Indian agriculture still suffers from: (i) poor productivity, (ii) falling water levels, (iii) expensive credit, (iv) a distorted market, (v) many intermediaries who increase cost but do not add much value, (vi) laws that stifle private investment, (vii) controlled prices, (viii) poor infrastructure, and (ix) inappropriate research. Thus the supply leading approach with mere emphasis on credit in isolation from the above factors will not help agriculture to attain the desired growth levels. Furthermore, agriculture being a State subject, States is required to play a more pro-active role in agriculture development by putting in place adequate infrastructure.

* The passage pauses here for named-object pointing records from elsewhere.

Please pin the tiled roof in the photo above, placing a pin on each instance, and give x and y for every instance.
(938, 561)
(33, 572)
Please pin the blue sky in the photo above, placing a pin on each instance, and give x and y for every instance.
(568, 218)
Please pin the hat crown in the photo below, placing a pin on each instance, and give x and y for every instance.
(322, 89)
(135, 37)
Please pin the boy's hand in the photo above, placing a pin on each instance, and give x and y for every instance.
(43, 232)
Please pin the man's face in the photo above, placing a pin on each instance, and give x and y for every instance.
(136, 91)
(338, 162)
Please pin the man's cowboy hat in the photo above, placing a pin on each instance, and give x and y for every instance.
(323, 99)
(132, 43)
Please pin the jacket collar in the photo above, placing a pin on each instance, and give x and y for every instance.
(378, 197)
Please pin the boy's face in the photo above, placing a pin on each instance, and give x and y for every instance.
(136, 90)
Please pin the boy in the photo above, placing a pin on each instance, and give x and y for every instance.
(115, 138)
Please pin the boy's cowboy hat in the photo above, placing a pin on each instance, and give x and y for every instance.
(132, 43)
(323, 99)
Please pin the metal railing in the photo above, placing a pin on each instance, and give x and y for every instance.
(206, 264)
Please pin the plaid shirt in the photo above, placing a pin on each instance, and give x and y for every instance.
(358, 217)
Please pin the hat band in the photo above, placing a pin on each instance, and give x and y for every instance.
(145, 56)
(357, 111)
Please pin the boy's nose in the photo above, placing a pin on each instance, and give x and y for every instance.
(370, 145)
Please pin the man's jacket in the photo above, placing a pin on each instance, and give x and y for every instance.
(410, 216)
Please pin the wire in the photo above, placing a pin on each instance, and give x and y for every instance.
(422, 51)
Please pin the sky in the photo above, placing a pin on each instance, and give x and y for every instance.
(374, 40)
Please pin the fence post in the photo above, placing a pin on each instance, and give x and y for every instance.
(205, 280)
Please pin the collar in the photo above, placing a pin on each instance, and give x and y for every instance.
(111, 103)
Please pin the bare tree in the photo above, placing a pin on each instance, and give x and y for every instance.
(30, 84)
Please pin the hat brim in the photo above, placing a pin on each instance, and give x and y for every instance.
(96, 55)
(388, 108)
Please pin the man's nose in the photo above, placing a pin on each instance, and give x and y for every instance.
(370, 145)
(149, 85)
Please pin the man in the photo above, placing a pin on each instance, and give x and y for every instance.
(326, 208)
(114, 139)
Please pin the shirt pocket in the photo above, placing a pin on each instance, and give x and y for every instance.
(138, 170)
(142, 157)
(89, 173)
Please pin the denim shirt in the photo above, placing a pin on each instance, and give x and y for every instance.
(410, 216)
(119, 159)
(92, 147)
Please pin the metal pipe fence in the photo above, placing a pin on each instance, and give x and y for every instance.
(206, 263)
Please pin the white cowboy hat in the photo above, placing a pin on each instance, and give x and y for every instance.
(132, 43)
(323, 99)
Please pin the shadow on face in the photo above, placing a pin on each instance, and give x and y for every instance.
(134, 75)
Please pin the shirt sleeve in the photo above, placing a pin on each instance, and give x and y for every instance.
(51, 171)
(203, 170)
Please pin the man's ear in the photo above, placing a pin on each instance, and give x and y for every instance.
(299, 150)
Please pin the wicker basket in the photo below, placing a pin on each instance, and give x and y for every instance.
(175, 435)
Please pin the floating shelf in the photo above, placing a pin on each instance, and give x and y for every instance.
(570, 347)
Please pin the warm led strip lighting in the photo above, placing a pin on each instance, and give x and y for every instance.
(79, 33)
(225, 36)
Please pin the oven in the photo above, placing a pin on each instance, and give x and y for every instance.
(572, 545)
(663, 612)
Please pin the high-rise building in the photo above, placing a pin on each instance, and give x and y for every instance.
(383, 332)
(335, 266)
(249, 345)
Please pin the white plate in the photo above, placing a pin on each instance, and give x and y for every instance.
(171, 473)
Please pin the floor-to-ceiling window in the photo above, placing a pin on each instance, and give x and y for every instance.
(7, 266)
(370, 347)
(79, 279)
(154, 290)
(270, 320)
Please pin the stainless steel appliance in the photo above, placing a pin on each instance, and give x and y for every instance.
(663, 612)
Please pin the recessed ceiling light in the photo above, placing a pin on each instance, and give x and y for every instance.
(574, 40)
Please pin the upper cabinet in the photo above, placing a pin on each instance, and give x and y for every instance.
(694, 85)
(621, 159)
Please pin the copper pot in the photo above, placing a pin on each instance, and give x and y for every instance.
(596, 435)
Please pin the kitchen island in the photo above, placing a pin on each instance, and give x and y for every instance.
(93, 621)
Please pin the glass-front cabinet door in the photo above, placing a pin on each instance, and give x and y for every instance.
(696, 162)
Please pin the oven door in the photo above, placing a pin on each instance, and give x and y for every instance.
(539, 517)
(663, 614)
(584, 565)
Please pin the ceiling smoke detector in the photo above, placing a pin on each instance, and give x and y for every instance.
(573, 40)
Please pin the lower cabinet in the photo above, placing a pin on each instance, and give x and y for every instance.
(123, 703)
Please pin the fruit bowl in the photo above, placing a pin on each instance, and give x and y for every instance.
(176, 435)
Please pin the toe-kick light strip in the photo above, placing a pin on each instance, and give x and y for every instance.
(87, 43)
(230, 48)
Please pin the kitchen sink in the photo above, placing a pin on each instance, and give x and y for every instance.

The share of marginal and small farmers in the total credit (both disbursed and outstanding) has been shrinking. The need to augment the credit flow to the lower strata of the farming community, which has more shares in the total operational land holdings, becomes all the more important. This underscores the scope for supplementing the land inputs of marginal and small farmers with the non-land inputs such as credit with a view to enhancing the productivity and thereby the production performance of Indian agriculture.